Over August and September, Ron and I completed a lot of primary research at the British Library in London, a new building with many new and interesting features.
It is like a huge concourse, with winding stairs and mezzanine floors. (Actually, rather appropriate, considering that the Library is sited between two major railroad stations.) The foyer is huge, and has a visual impact that forces the visitor to look up, and up.
Everywhere people perch with their laptops, on steps, on benches, or at the many little tables scattered around. Many of them have paper coffee cups and portable lunches. They sit in silent groups, hunched over their keyboards.

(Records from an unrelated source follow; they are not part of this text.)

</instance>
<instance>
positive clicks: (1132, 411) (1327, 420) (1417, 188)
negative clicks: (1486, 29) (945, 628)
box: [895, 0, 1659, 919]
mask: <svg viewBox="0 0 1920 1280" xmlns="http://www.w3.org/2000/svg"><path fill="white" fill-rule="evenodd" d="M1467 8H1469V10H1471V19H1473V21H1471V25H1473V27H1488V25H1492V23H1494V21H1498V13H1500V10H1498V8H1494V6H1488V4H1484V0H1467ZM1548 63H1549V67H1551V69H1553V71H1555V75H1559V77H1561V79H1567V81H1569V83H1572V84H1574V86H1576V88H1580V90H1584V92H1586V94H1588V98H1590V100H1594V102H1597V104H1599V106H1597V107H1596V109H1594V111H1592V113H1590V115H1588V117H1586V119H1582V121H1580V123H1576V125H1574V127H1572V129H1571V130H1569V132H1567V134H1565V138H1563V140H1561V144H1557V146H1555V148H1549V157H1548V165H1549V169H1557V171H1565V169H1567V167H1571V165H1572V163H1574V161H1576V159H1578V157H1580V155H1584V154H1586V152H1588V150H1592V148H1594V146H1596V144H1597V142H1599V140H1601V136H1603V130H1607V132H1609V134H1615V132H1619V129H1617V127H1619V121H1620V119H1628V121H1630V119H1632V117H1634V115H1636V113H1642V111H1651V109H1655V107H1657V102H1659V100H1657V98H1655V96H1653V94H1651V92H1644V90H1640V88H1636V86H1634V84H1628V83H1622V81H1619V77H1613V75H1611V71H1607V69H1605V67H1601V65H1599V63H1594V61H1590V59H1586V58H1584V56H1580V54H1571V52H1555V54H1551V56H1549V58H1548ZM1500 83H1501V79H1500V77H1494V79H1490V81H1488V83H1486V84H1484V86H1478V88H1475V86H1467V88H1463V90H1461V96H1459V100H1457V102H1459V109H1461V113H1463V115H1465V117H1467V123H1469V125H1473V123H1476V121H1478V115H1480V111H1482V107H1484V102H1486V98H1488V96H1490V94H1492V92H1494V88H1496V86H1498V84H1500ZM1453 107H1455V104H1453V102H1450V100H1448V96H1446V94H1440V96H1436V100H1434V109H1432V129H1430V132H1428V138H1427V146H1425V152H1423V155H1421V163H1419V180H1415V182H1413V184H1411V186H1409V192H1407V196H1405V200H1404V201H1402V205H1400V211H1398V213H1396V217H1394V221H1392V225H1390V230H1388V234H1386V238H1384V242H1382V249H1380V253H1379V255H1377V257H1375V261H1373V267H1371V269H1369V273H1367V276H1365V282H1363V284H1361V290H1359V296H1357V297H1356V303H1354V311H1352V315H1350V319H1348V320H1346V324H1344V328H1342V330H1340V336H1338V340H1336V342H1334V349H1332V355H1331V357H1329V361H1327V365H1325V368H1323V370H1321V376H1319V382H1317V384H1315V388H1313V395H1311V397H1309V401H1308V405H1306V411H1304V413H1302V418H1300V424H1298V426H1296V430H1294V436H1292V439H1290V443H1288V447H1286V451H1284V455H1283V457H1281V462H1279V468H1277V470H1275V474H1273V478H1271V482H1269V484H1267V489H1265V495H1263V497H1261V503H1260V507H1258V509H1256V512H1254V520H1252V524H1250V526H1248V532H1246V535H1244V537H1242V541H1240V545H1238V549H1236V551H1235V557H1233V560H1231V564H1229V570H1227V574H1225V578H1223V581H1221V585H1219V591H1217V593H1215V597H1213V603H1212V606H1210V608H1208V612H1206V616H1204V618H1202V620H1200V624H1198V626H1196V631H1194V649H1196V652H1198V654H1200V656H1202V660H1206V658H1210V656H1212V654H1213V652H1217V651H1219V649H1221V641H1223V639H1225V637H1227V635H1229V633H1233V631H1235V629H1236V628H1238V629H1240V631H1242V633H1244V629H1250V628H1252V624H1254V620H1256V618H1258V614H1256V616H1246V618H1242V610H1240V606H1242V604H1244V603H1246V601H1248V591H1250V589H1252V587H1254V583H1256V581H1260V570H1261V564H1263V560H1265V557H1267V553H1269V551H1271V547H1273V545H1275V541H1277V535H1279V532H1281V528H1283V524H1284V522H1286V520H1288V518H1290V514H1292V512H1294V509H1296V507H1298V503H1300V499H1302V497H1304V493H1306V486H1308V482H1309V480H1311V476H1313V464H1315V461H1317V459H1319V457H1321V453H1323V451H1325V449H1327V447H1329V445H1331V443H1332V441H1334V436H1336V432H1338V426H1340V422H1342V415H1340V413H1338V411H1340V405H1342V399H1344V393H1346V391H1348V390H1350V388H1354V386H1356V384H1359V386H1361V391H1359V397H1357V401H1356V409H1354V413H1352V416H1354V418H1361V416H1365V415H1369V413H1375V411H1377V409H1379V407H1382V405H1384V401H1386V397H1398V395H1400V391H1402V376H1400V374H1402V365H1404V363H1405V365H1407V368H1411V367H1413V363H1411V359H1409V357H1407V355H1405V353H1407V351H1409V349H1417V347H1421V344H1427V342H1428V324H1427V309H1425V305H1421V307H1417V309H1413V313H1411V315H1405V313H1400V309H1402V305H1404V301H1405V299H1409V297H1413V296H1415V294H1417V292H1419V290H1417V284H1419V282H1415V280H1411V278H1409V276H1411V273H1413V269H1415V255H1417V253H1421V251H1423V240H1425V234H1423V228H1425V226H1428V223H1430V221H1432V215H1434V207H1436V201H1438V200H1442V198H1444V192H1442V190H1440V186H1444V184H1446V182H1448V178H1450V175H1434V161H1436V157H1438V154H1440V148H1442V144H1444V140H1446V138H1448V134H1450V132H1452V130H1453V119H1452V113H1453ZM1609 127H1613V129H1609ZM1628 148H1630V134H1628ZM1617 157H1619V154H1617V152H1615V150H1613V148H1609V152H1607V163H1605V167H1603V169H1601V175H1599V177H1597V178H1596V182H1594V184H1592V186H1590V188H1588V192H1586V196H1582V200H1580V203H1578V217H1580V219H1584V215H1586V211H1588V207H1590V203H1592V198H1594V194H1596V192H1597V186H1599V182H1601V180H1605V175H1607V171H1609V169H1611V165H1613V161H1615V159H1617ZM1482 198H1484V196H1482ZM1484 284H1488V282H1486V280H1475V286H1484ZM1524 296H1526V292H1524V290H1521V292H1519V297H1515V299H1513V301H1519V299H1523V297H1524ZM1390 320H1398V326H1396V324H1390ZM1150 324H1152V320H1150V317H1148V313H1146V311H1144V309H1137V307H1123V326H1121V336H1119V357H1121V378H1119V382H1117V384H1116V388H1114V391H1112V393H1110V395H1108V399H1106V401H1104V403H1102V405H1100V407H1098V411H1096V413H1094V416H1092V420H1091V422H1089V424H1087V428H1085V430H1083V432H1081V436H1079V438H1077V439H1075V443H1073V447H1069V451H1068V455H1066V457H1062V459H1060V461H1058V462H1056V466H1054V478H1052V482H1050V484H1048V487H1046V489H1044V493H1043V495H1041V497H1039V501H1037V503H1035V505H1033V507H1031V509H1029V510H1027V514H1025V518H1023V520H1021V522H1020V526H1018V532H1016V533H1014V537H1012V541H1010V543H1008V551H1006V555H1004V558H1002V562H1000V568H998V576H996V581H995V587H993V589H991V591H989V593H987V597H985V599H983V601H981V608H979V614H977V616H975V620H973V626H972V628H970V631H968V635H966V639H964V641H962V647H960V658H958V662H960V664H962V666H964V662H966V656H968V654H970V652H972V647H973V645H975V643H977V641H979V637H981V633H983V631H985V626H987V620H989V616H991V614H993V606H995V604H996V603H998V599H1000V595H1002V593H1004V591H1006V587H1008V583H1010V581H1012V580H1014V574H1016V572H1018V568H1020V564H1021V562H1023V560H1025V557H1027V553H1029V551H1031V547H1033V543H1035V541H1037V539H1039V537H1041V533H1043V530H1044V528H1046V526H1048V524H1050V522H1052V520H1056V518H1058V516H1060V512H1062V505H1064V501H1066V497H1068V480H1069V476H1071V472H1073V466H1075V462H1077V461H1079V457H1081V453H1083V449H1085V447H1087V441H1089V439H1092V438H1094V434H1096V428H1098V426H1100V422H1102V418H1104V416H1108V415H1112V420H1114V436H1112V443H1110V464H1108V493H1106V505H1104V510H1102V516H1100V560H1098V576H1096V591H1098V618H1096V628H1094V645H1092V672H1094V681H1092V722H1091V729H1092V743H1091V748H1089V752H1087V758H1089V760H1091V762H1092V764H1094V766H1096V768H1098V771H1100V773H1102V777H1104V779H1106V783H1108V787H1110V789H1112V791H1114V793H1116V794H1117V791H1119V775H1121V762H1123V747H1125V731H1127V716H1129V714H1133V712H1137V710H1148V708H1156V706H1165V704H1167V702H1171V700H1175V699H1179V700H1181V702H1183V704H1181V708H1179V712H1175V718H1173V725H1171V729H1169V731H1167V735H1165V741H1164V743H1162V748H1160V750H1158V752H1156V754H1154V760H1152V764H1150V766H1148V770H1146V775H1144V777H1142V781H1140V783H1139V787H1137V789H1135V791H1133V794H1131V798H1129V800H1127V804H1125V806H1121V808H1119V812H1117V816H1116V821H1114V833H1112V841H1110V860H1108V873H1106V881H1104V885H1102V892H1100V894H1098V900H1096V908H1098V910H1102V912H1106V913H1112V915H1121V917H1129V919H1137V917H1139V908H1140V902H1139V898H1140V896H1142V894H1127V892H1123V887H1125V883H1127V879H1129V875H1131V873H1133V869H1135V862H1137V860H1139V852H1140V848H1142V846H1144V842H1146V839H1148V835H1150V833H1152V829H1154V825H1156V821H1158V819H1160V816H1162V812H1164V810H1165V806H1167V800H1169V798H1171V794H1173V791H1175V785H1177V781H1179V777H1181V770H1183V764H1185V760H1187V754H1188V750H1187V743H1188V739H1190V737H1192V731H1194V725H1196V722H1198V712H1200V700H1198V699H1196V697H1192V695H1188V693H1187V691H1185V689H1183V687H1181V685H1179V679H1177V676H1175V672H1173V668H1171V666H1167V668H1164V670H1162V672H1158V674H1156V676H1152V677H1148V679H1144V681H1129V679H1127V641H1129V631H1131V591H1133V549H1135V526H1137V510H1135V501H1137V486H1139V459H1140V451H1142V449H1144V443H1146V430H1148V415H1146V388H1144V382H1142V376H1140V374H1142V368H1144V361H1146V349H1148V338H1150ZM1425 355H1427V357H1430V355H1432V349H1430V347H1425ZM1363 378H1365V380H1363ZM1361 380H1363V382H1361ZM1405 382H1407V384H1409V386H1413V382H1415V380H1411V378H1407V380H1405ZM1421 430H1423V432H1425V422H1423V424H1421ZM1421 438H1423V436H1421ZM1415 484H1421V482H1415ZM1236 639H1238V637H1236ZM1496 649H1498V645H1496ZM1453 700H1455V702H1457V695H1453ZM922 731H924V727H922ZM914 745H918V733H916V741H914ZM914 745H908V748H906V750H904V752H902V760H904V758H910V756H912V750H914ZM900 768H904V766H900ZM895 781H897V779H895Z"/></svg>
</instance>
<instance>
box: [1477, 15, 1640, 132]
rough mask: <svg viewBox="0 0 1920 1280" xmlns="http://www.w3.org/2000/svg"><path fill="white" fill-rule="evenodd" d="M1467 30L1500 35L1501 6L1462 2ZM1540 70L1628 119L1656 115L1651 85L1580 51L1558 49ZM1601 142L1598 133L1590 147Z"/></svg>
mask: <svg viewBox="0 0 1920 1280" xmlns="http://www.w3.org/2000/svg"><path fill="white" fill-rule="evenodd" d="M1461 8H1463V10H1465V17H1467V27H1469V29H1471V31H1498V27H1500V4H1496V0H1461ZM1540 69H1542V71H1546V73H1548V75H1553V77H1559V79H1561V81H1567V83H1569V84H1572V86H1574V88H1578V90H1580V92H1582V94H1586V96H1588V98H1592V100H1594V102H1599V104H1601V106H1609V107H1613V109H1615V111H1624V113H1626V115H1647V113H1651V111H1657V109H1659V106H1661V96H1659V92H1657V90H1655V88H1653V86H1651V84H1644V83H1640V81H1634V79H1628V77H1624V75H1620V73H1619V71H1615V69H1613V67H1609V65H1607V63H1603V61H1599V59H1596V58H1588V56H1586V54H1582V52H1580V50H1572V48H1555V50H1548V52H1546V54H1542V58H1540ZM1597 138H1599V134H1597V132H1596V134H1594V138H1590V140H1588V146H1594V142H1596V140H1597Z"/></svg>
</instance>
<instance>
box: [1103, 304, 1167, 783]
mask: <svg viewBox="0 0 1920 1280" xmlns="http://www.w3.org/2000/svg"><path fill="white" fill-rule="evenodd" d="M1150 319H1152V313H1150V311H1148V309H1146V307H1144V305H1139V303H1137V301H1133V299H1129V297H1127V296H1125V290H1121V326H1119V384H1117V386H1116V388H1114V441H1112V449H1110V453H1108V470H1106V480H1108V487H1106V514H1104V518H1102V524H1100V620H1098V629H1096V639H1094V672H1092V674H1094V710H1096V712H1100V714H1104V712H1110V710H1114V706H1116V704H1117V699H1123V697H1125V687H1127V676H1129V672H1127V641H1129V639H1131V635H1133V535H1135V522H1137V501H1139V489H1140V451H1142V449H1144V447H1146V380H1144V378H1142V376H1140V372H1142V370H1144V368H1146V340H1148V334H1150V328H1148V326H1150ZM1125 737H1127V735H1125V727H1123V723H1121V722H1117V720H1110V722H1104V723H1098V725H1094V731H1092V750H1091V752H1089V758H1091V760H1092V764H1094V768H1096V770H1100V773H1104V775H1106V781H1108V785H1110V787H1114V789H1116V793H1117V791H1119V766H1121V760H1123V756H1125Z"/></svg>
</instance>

Why? It takes a few moments to realize that the whole building has free Wi-Fi, as they call wireless internet access. To all appearances, the people are catching up on their email. The library perhaps hopes that they are scanning the much-touted
digital library, instead.
Apart from a central glass column (surrounded by an empty moat, apparently) which is walled from within with shelves of large books, spines outward (how do the librarians inside the column know which book is which, I wonder?), the only books in sight are in the library shop.
It is a relief to an oldfashioned researcher to successfully apply for a library card, and go 'way upstairs to one of the unobtrusive reading rooms, progress through security, apply for reading material, and get down to some oldfashioned research.
Getting hold of documentary material is interesting, though. It is vital to know the shelfmark (having found it out by consulting many books on the subject until one is found that cites the shelfmark in a footnote), as the massive catalogue still needs work in that respect.
Documents and charts, I found, have just a 70-minute waiting time for delivery. Most books take forty-eight hours to arrive. Why? Because space is so limited, most have to be stored offsite. Images of that huge concourse do tend to haunt one while waiting ...
One also wonders if this is where the National Library of New Zealand is heading, the stated direction being digital, except that the plan includes providing expensive-to-maintain, taxpayer funded computers, so clients won't need to bring along their laptops.
Jim Traue, dogged campaigner for the retention of facilities for good oldfashioned research, has published a booklet of his various opinion pieces on the topic, A Library for the Nation or another Wellington tourist attraction? It is obtainable from the author at 16B Hadfield Terrace, Kelburn, Wellington 6012, price $5, p&p free.